Formula for phase velocity in dispersive medium

Question

We know that phase velocity of a wave, $v_p=\frac{\omega}{k}$.
For simple sinusoidal waves like - $y=a\sin(kx-\omega t)$.
I can easily understand and prove this by simply setting $ kx-\omega t=c$ ($c$ is some constant) and then differentiating yields that $ \frac{dx}{dt}=\frac{\omega}{k}$. And there are many other simple methods to check or prove this formula. But when we add two sinusoidal waves with different velocities and get a superimposed wave equation like, $y=a\sin(k_1x-\omega_1 t)\cos(k_2x-\omega_2t) $ or something like this, where $\frac{\omega_1}{k_1}\neq\frac{\omega_2}{k_2}$. Then what will be the phase velocity of this wave and why? I am not considering the simplified case like $k_1$~$k_2$ and $\omega_1$~$\omega_2$. What maths do we need to prove the phase velocity formula for this kind of complex waves? In a site I saw the formula for phase velocity for this wave is simply $\frac{\omega_1}{k_1}$, reasoning that phase velocity only depends on sine function terms. [currently unable to provide the link]. So how to prove or visualize this?

[I am very new in this topic and don't know is this question extremely trivial or not, so please pardon me if I have done some mistakes.]

Answer 1

The phase velocity is defined for plane waves (or other propagating eigenmodes, if one can define reasonably well their frequency and wave number). So, for an arbitrary wave shape, we can write $$ f(x,t)=\int \frac{dk}{2\pi}f_ke^{i(kx-\omega_kt)}, $$ and then define $$ v_{ph}=\frac{\omega_k}{k} \text{ (phase velocity)},\\ v_g=\frac{\partial\omega_k}{\partial k} \text{ (group velocity)} $$

See for more details this answer.

Answer 2

From your desmos graphical representation you might visually interpret the result of the product as a single propagating wave with either $\frac{\omega_{1}}{k_{1}}$ or $\frac{\omega_{2}}{k_{2}}$ phase velocity (my guess would be that you track the one with the highest spatial frequency) and interpret it as the "carrier wave"with some noise-like periodical amplitude fluctuations.Different combinations of $ k_{1}, k_{2},\omega_{1},\omega_{2}$ might actually lead to different visual interpretations, not necessarily based on the highest value of $k$. But this is just an interpretation of your initial expression as $A(x,t)\sin(k_{1}x-\omega_{1}t)$ where the "noise amplitude" $A(x,t)$ is $cos(k_{2}x-\omega_{2}t)$, and the interpretation the other way around with the $\cos$ term would obviously be possible as well.

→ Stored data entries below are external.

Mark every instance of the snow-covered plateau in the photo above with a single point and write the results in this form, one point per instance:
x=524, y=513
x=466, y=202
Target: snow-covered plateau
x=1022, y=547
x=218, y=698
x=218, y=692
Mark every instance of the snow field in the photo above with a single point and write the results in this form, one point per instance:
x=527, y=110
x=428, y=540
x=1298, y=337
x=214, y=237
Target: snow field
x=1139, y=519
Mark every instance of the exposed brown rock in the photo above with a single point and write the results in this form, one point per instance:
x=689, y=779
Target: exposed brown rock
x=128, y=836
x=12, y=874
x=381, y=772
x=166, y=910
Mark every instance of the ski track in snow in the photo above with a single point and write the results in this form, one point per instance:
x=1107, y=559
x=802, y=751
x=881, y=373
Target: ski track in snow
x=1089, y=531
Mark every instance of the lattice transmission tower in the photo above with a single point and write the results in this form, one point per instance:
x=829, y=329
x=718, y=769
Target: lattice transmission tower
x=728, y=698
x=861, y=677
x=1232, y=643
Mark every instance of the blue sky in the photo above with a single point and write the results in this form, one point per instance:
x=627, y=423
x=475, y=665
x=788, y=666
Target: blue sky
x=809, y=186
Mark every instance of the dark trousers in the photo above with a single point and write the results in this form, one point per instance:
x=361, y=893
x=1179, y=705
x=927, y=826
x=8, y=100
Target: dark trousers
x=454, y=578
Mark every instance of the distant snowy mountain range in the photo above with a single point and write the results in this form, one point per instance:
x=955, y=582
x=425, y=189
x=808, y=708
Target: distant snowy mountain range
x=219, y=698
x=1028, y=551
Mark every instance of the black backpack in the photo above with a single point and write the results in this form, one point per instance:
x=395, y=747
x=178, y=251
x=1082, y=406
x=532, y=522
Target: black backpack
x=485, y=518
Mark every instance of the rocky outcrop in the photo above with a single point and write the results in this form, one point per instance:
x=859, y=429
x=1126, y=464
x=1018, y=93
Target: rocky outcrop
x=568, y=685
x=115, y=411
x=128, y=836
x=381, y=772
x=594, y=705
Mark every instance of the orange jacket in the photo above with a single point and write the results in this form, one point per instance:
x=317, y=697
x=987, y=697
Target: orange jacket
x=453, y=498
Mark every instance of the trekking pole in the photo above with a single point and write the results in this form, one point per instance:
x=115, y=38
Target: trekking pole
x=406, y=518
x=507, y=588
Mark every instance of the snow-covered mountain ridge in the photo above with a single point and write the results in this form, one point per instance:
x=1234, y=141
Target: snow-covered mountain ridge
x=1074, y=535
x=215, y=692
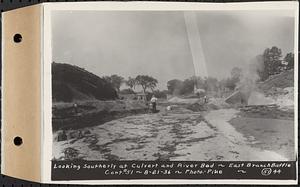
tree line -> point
(271, 62)
(267, 64)
(145, 81)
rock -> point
(85, 132)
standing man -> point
(153, 103)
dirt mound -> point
(183, 101)
(93, 112)
(72, 83)
(196, 107)
(271, 111)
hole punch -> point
(18, 141)
(17, 38)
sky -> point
(167, 44)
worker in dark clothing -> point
(153, 103)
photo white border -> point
(147, 6)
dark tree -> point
(146, 81)
(289, 59)
(272, 62)
(174, 86)
(131, 82)
(115, 80)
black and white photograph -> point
(197, 85)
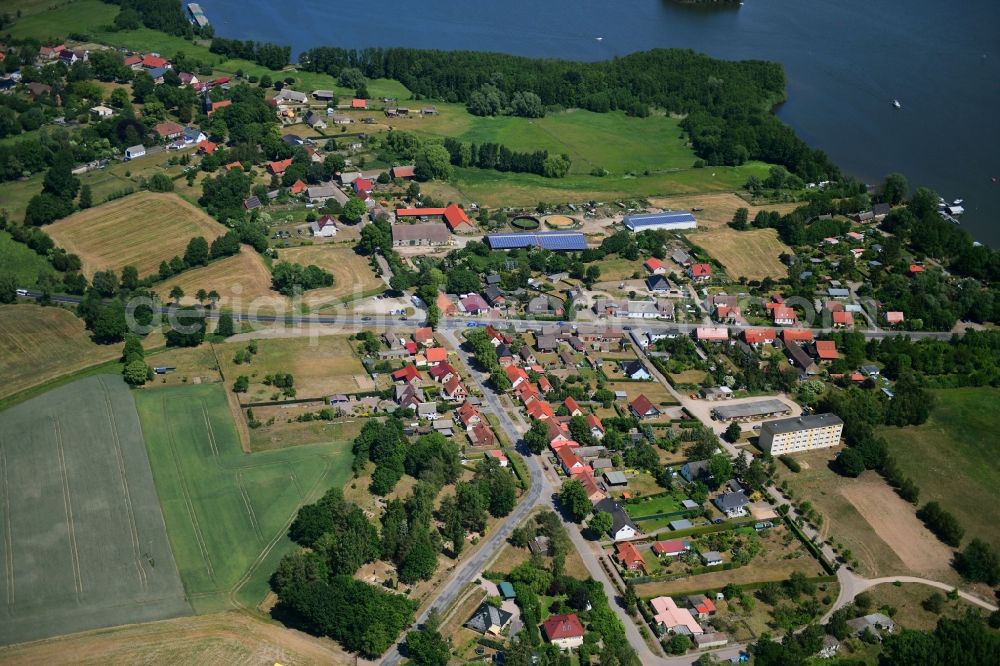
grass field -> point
(139, 230)
(320, 366)
(219, 639)
(353, 277)
(496, 189)
(22, 262)
(952, 459)
(84, 543)
(243, 282)
(227, 513)
(38, 344)
(751, 254)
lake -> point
(845, 60)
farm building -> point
(671, 220)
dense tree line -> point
(727, 103)
(272, 56)
(500, 157)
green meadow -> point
(227, 512)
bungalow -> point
(324, 227)
(843, 320)
(630, 557)
(674, 548)
(655, 266)
(642, 408)
(481, 435)
(473, 304)
(700, 272)
(673, 619)
(498, 455)
(636, 370)
(490, 620)
(571, 463)
(564, 631)
(712, 558)
(622, 527)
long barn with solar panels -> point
(557, 241)
(670, 220)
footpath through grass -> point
(953, 457)
(227, 513)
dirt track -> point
(896, 524)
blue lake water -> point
(845, 61)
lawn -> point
(353, 277)
(496, 189)
(227, 513)
(752, 254)
(321, 366)
(22, 262)
(141, 230)
(952, 459)
(84, 542)
(38, 344)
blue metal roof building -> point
(668, 219)
(557, 241)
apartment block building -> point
(802, 433)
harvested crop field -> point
(896, 523)
(140, 230)
(243, 282)
(220, 638)
(84, 542)
(353, 277)
(38, 344)
(752, 254)
(321, 366)
(717, 209)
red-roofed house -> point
(362, 185)
(402, 172)
(497, 455)
(436, 355)
(278, 168)
(408, 374)
(150, 61)
(629, 556)
(700, 272)
(516, 375)
(673, 548)
(642, 408)
(540, 410)
(564, 631)
(826, 350)
(782, 315)
(457, 220)
(759, 336)
(596, 427)
(573, 406)
(481, 435)
(796, 335)
(655, 266)
(570, 462)
(843, 320)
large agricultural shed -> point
(557, 241)
(670, 220)
(748, 411)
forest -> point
(727, 103)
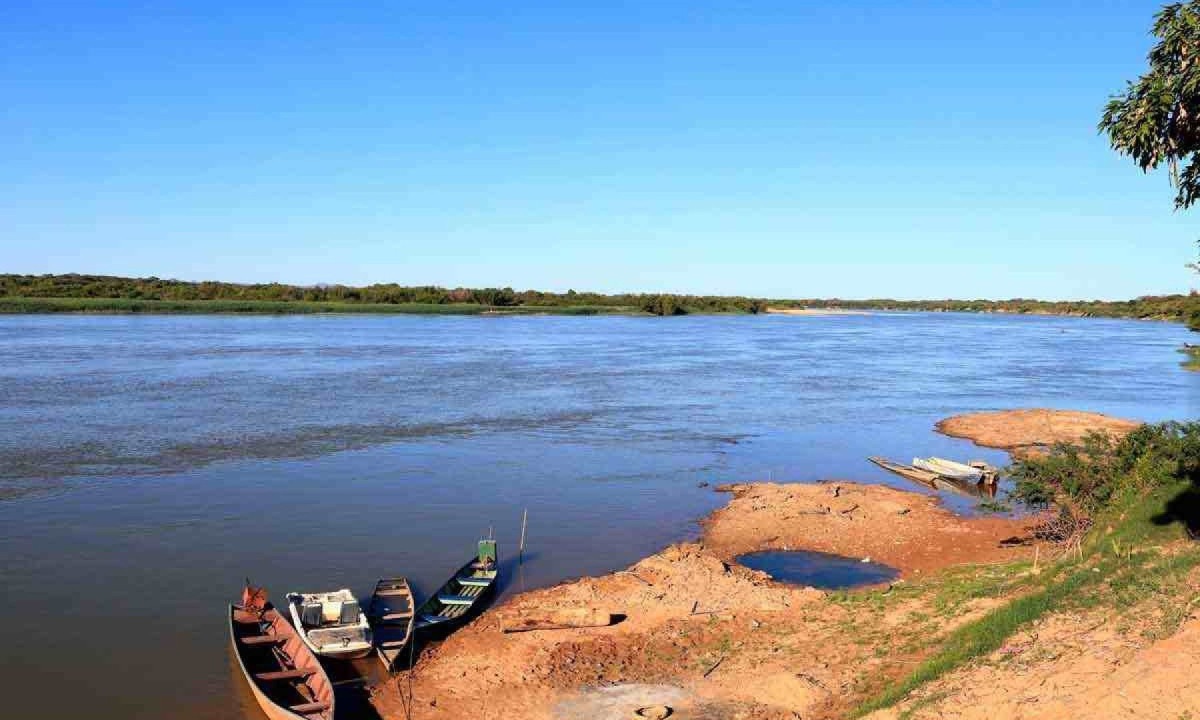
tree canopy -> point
(1157, 119)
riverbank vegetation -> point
(1126, 552)
(97, 293)
(89, 293)
(1185, 309)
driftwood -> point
(557, 619)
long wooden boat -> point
(916, 474)
(331, 624)
(463, 593)
(948, 468)
(391, 615)
(286, 678)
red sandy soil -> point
(1031, 430)
(718, 641)
(768, 649)
(910, 532)
(1093, 665)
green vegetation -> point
(124, 305)
(94, 293)
(1155, 121)
(1137, 495)
(21, 293)
(1185, 309)
(1104, 472)
(1193, 353)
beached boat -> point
(925, 478)
(331, 624)
(463, 593)
(286, 678)
(390, 613)
(948, 468)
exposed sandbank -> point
(815, 311)
(1032, 430)
(717, 640)
(690, 606)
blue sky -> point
(780, 149)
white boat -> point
(331, 624)
(948, 468)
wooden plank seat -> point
(310, 707)
(285, 675)
(456, 599)
(263, 639)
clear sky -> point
(778, 149)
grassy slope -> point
(1120, 565)
(106, 305)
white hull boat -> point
(331, 624)
(948, 468)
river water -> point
(149, 463)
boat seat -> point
(310, 707)
(262, 639)
(455, 600)
(285, 675)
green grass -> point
(1122, 556)
(1193, 361)
(123, 306)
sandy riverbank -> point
(715, 640)
(768, 649)
(1032, 430)
(815, 311)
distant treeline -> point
(1155, 307)
(144, 294)
(177, 291)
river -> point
(148, 465)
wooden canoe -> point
(948, 468)
(286, 678)
(909, 472)
(391, 613)
(463, 593)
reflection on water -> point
(817, 569)
(151, 463)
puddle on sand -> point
(817, 569)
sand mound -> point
(1031, 430)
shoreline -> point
(713, 639)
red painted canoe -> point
(285, 676)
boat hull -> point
(291, 645)
(461, 597)
(351, 651)
(948, 469)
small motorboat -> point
(331, 624)
(286, 678)
(463, 593)
(948, 468)
(916, 474)
(390, 613)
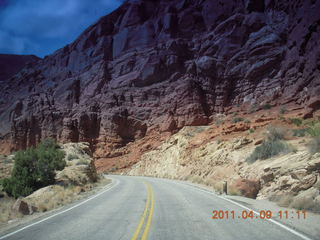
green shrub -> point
(300, 132)
(266, 106)
(296, 121)
(282, 110)
(314, 130)
(276, 133)
(314, 146)
(237, 119)
(269, 149)
(34, 168)
(253, 108)
(72, 157)
(251, 130)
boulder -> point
(247, 188)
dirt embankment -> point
(218, 153)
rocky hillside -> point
(212, 156)
(157, 66)
(11, 64)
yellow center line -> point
(147, 229)
(137, 232)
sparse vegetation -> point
(218, 122)
(276, 133)
(34, 168)
(314, 146)
(299, 132)
(253, 108)
(82, 162)
(266, 106)
(282, 110)
(251, 130)
(272, 146)
(72, 157)
(296, 121)
(269, 149)
(237, 119)
(314, 131)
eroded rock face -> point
(10, 64)
(162, 65)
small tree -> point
(34, 168)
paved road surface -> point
(150, 208)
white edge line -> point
(64, 211)
(255, 212)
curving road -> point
(151, 208)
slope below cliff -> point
(217, 154)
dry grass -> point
(232, 190)
(6, 204)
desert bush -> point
(253, 108)
(268, 149)
(82, 162)
(276, 133)
(266, 106)
(299, 132)
(34, 168)
(314, 130)
(296, 121)
(282, 110)
(237, 119)
(314, 145)
(72, 157)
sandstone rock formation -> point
(211, 156)
(11, 64)
(161, 65)
(80, 169)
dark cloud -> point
(42, 26)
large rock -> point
(246, 187)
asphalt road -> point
(150, 208)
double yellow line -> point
(148, 209)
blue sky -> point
(42, 26)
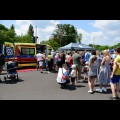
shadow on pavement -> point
(12, 81)
(80, 86)
(108, 91)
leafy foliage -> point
(31, 30)
(64, 34)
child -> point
(86, 68)
(73, 74)
(65, 76)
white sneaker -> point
(90, 91)
(99, 90)
(104, 89)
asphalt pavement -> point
(34, 85)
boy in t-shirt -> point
(73, 74)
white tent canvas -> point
(73, 46)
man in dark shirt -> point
(2, 62)
(78, 62)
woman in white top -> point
(73, 74)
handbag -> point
(63, 76)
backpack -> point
(2, 60)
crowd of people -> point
(102, 67)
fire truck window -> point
(32, 51)
(9, 51)
(1, 49)
(25, 51)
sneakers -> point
(104, 89)
(99, 90)
(90, 91)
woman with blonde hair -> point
(92, 73)
(105, 71)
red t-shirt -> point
(71, 61)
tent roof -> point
(76, 46)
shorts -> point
(115, 79)
(72, 79)
(92, 77)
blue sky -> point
(102, 32)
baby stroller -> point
(11, 71)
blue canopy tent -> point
(73, 46)
(111, 51)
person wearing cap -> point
(86, 68)
(115, 76)
(73, 74)
(67, 60)
(2, 62)
(78, 62)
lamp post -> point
(93, 42)
(36, 35)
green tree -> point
(24, 39)
(52, 43)
(64, 34)
(79, 38)
(2, 27)
(31, 30)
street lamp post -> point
(93, 42)
(36, 35)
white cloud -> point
(93, 37)
(107, 32)
(110, 27)
(44, 27)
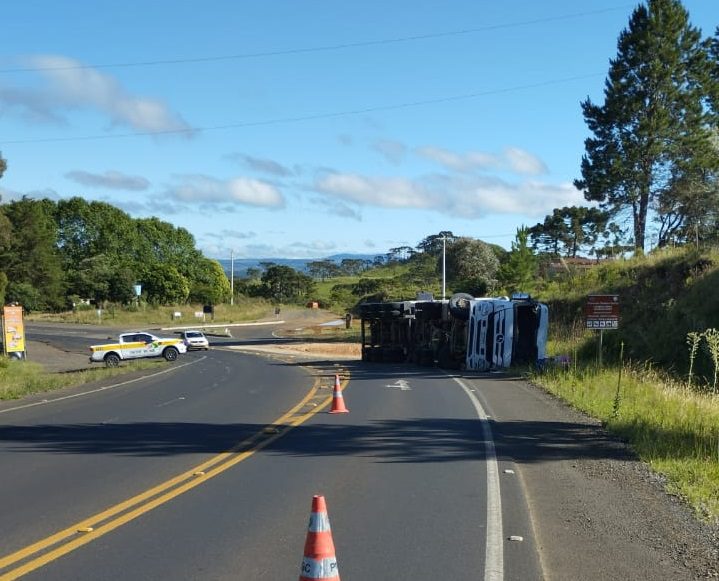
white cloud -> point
(236, 234)
(267, 166)
(71, 86)
(110, 179)
(466, 196)
(512, 159)
(245, 191)
(381, 192)
(300, 249)
(14, 195)
(393, 151)
(523, 162)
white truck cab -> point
(503, 331)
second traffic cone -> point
(319, 560)
(338, 400)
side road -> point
(57, 360)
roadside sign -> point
(602, 312)
(13, 330)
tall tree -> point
(284, 283)
(436, 242)
(519, 270)
(654, 114)
(572, 229)
(471, 266)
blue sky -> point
(308, 128)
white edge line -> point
(264, 323)
(494, 550)
(99, 389)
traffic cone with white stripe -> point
(338, 400)
(319, 561)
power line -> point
(325, 48)
(313, 117)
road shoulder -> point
(598, 512)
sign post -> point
(602, 312)
(13, 329)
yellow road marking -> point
(91, 528)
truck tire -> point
(112, 360)
(459, 305)
(170, 353)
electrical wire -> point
(326, 48)
(283, 120)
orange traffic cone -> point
(319, 561)
(338, 400)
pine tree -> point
(652, 149)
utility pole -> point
(232, 277)
(444, 266)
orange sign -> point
(602, 312)
(13, 330)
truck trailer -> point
(464, 332)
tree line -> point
(53, 255)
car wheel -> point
(112, 360)
(170, 354)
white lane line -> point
(99, 389)
(494, 550)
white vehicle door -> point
(151, 346)
(503, 335)
(477, 358)
(135, 346)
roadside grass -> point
(22, 378)
(673, 428)
(145, 316)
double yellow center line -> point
(65, 541)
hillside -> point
(662, 296)
(300, 264)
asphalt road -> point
(419, 483)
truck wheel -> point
(170, 354)
(459, 305)
(112, 360)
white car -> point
(195, 340)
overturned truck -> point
(464, 332)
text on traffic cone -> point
(338, 400)
(319, 560)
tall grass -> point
(670, 426)
(21, 378)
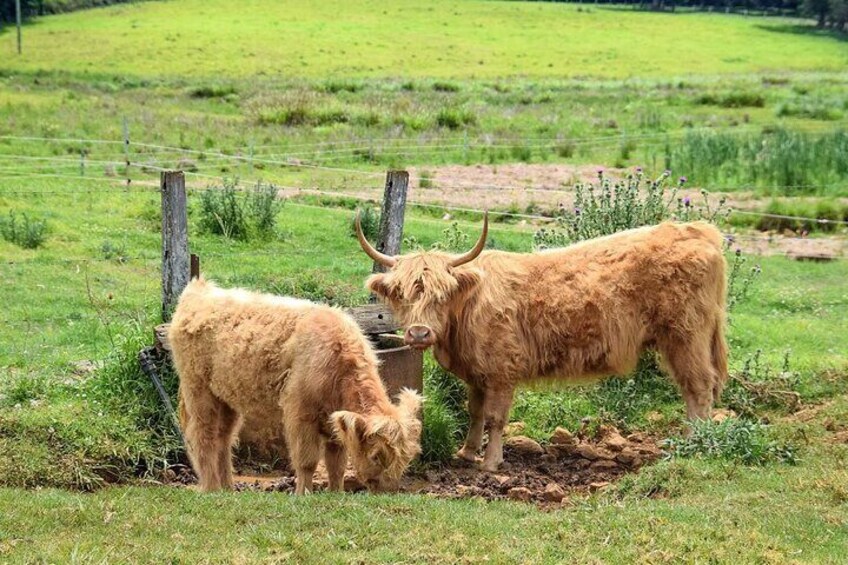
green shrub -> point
(23, 232)
(733, 100)
(522, 153)
(758, 386)
(609, 207)
(336, 86)
(441, 86)
(736, 440)
(454, 118)
(454, 239)
(444, 414)
(812, 111)
(623, 401)
(240, 215)
(109, 428)
(23, 389)
(116, 251)
(212, 91)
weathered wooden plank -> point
(374, 318)
(175, 255)
(160, 338)
(391, 215)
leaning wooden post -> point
(175, 256)
(18, 22)
(391, 215)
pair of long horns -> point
(389, 261)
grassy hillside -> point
(441, 38)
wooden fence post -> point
(175, 256)
(391, 215)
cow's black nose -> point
(418, 335)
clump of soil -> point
(545, 475)
(530, 472)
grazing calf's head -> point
(423, 288)
(381, 446)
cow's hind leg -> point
(335, 459)
(474, 439)
(209, 428)
(691, 365)
(304, 444)
(496, 408)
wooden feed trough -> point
(261, 440)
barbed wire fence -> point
(57, 175)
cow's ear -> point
(349, 427)
(379, 285)
(467, 278)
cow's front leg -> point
(474, 439)
(496, 408)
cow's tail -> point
(718, 346)
(719, 358)
(182, 413)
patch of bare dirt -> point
(531, 472)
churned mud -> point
(531, 472)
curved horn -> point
(381, 258)
(478, 248)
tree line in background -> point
(831, 14)
(30, 8)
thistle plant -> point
(606, 207)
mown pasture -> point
(759, 116)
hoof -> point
(490, 466)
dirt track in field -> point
(530, 472)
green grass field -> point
(361, 38)
(327, 96)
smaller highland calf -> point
(308, 364)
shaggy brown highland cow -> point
(237, 351)
(498, 319)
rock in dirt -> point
(352, 484)
(524, 446)
(553, 493)
(614, 442)
(502, 480)
(514, 429)
(840, 437)
(562, 451)
(592, 452)
(647, 450)
(520, 493)
(626, 456)
(561, 436)
(468, 490)
(603, 464)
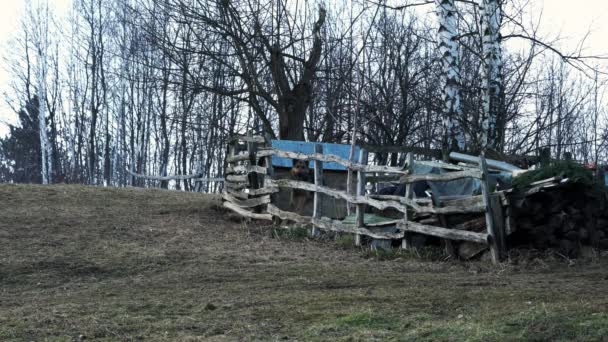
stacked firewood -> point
(560, 215)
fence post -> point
(318, 204)
(485, 191)
(252, 150)
(406, 243)
(360, 211)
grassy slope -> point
(135, 264)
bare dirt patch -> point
(132, 264)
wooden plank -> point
(237, 194)
(406, 243)
(331, 225)
(447, 243)
(499, 221)
(252, 150)
(235, 186)
(444, 233)
(337, 226)
(360, 210)
(263, 191)
(248, 203)
(318, 174)
(237, 178)
(442, 177)
(246, 213)
(485, 190)
(246, 169)
(476, 225)
(368, 200)
(287, 215)
(435, 153)
(381, 205)
(247, 138)
(328, 158)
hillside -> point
(131, 264)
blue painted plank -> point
(339, 150)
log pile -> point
(556, 214)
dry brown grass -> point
(132, 264)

On the other hand the maths tell you that your expression can be casted into the superposition of two harmonic propagating waves each with a different phase velocity. The phase velocity is only defined for a single harmonic wave component and there's no such thing as a single phase velocity for an arbitrary superposition of harmonic waves.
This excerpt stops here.